While members of other racial groups may face similar challenges, Frederick suggested, “It’s more dramatic with African-American men.


“There are a couple of reasons we’re seeing at Howard University,” he continued. “Our incoming freshmen, our black men who are coming in, are scoring higher on their standardized tests. As a result, they’re getting into fields that would require strong math performance, such as finance and accounting. They’re doing that instead of disciplines that would lead to medicine. They’re more likely to go the Wall Street route. We have to do a better job of trying to attract them to medicine. They clearly have the academic aptitude.”

Frederick explained that the lack of black male doctors could have a negative effect on those in some communities: “Not having physicians with whom patients can connect can have a dramatic effect on their health.” Studies have shown that people often feel more comfortable discussing their health when they can relate to their doctors. Oftentimes, that means seeing a professional of the same race.

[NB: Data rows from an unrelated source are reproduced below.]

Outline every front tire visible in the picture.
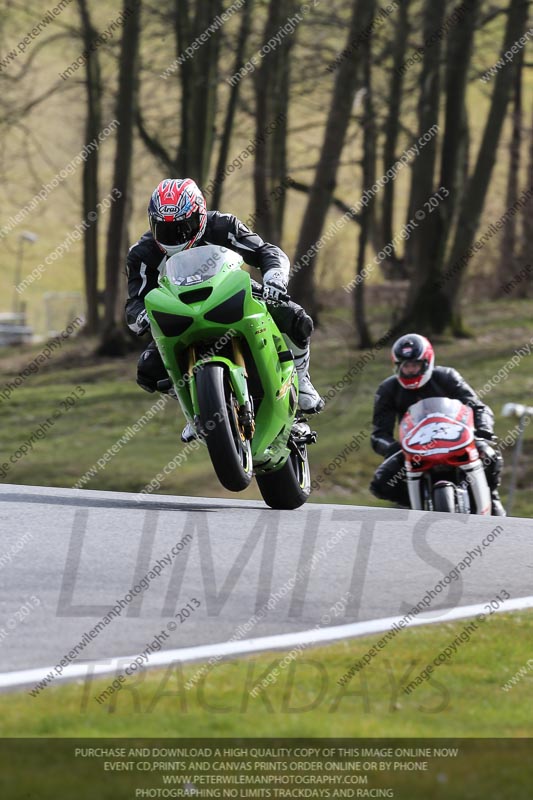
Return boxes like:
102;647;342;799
196;364;252;492
256;445;311;511
433;483;455;514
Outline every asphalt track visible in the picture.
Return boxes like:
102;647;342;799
0;484;533;687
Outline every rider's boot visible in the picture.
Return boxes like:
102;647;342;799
291;342;325;414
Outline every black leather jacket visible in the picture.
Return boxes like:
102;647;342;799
126;211;290;333
371;367;494;456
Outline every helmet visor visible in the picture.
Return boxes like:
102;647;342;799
396;359;427;378
153;211;200;245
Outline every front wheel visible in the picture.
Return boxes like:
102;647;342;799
196;364;252;492
433;483;455;514
257;445;311;511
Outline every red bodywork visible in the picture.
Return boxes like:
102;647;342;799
400;398;479;472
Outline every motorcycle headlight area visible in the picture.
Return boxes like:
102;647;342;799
204;289;246;325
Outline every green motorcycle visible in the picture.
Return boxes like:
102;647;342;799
145;245;316;509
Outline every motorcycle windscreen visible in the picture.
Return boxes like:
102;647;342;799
400;397;474;456
161;244;243;286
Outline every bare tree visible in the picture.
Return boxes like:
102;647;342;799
254;0;296;241
99;0;142;355
493;44;526;300
78;0;103;334
291;0;374;319
438;0;528;334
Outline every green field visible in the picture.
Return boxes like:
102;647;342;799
0;300;533;516
0;612;533;738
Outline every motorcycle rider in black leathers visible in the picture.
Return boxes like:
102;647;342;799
370;333;505;516
126;178;324;442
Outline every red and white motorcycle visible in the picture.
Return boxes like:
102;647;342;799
400;397;491;515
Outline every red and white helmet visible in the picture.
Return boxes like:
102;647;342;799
148;178;207;256
391;333;435;389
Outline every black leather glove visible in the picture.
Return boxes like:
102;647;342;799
263;269;287;303
474;428;497;442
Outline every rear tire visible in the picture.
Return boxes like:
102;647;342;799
256;445;311;511
196;364;252;492
433;483;455;514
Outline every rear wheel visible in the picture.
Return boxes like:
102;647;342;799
196;364;252;492
256;445;311;511
433;483;455;514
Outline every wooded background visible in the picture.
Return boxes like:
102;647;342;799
0;0;533;354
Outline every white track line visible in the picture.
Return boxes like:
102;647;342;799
6;596;533;697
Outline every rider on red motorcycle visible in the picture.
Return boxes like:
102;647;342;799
370;333;505;516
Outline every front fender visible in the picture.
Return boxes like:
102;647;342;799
191;355;250;414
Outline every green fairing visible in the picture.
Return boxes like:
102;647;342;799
145;245;298;474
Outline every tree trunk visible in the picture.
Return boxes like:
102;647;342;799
175;0;222;186
493;44;525;299
520;101;533;297
99;0;142;355
254;0;296;242
378;0;411;264
400;0;446;314
290;0;375;321
439;0;528;335
78;0;103;334
211;0;254;208
354;17;376;349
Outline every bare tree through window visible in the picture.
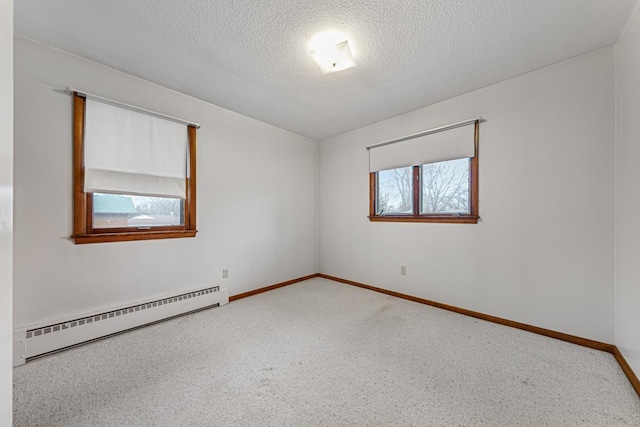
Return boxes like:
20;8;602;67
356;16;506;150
420;159;469;214
377;159;469;215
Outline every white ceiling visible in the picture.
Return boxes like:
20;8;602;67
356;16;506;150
14;0;637;140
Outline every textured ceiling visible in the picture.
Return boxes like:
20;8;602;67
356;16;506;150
14;0;637;140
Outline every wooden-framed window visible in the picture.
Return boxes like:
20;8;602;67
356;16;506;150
72;92;197;244
369;120;479;224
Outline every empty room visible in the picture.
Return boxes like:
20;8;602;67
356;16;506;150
0;0;640;427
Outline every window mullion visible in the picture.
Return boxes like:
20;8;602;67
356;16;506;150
413;166;421;216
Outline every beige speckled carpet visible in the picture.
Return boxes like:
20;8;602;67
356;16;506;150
14;278;640;427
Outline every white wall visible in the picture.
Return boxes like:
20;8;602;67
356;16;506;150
0;0;13;426
615;2;640;376
320;48;615;342
14;38;318;328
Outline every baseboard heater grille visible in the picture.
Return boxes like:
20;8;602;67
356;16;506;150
13;286;229;366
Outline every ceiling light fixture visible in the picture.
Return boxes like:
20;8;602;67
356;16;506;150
310;33;356;74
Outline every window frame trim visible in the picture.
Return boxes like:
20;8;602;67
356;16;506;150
71;92;198;244
368;120;480;224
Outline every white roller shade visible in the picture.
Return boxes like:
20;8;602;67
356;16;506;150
84;99;189;199
369;122;476;172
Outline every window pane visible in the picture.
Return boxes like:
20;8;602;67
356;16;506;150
376;167;413;215
93;193;184;228
420;159;470;214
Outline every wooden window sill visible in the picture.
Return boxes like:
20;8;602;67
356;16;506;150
71;230;198;244
369;215;479;224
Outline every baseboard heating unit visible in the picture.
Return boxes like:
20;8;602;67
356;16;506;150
13;284;229;366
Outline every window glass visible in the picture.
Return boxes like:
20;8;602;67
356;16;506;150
93;193;184;228
377;167;413;215
420;159;470;214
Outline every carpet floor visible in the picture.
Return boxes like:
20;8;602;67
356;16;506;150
14;278;640;427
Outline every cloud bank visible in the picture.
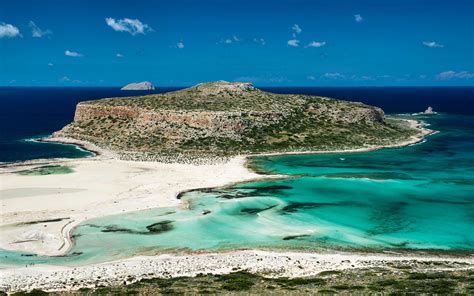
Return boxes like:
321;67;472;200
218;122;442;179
0;23;21;38
105;17;153;36
64;50;84;58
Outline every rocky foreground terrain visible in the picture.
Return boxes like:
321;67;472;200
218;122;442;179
54;81;416;159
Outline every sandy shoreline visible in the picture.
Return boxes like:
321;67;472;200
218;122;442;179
0;250;474;292
0;119;452;291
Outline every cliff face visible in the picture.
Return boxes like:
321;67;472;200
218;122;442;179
55;82;412;155
121;81;155;90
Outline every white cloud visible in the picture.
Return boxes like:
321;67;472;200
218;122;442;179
436;71;474;80
323;72;345;79
0;23;21;38
291;24;303;38
288;39;300;47
423;41;444;48
64;50;83;58
306;41;326;47
253;38;266;45
105;17;153;36
28;21;53;38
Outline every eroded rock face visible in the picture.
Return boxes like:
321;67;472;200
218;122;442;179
423;106;435;114
121;81;155;90
51;81;400;154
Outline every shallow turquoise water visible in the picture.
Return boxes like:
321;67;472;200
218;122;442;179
0;115;474;265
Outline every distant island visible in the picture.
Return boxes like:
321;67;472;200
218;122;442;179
53;81;419;160
121;81;155;90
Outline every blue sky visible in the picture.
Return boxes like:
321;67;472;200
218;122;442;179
0;0;474;86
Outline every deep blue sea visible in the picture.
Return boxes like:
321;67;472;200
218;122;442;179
0;87;474;162
0;87;474;268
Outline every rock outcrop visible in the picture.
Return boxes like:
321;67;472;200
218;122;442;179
55;81;412;160
423;106;436;115
121;81;155;90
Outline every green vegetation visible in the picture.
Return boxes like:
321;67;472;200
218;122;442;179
56;82;417;157
16;165;74;176
4;268;474;295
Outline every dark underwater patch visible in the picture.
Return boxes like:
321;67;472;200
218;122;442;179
367;202;410;235
281;202;341;213
283;234;310;240
146;220;173;234
101;220;173;235
324;172;419;180
413;197;474;205
240;205;277;215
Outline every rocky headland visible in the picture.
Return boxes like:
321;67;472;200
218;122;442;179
53;81;417;160
121;81;155;90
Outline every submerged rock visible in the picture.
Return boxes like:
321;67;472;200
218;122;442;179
121;81;155;90
423;106;436;114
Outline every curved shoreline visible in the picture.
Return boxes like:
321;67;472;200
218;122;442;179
1;120;460;291
1;119;435;256
51;119;435;255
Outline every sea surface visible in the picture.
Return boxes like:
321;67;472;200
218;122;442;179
0;87;474;266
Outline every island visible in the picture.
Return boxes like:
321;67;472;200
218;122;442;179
52;81;418;161
121;81;155;90
4;81;466;294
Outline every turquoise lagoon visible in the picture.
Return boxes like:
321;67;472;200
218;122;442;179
0;114;474;266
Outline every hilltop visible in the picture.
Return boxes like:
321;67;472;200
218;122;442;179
121;81;155;90
54;81;417;159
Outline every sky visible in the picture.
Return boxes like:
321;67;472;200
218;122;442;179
0;0;474;87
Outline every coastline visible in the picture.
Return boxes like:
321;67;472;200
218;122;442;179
0;119;452;291
0;250;474;292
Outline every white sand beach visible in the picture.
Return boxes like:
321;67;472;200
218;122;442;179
0;120;460;291
0;250;474;292
0;156;261;256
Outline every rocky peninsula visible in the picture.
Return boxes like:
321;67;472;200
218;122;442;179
121;81;155;90
53;81;417;161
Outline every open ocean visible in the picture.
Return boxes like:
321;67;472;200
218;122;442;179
0;87;474;265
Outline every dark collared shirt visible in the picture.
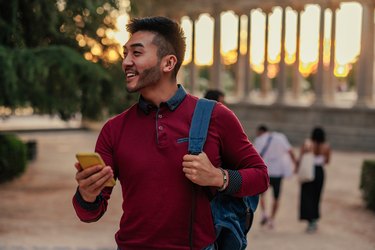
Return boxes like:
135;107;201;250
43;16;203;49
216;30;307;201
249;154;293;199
73;86;268;250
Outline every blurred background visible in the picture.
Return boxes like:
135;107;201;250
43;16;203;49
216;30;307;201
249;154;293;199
0;0;375;249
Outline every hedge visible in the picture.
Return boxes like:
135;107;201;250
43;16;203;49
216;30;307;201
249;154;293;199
0;133;27;183
360;160;375;211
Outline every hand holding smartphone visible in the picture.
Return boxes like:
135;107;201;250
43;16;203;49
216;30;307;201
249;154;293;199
76;153;116;187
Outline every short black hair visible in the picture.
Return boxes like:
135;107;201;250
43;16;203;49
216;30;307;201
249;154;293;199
204;89;225;101
126;16;186;77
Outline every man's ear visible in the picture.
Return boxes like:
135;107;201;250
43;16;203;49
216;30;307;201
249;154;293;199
162;55;177;73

There are also lingering trust issues that many blacks have had since the Tuskegee experiment (1932-1972), in which black men were purposely infected with syphilis for medical research.

“Tuskegee has left a long-lasting impression. Signing up African Americans in clinical research is already a difficult thing to do. It becomes more difficult if you have fewer African-American physicians. It can have really dramatic effects in terms of overall health for certain communities,” Frederick said.


The doctors and medical students interviewed for the study mentioned that resilience is a requirement to succeed in the challenging field, where black men also have to battle negative stereotypes and preconceived ideas about their professional opportunities.

Frederick said that mentorship—something that will likely decrease as fewer black male doctors are entering the field—will help younger aspiring doctors stay the course. A decline in the number of medical-school enrollees results in fewer physicians to encourage would-be doctors of tomorrow.


“Your pool for role models to get into the profession is decreasing,” noted Frederick, who said that the Howard University College of Medicine continues to produce great physicians, despite the challenges.

“If you put the opportunity in front of students and support them, they will go after it,” Frederick said. “We are committed to continuing to do that.”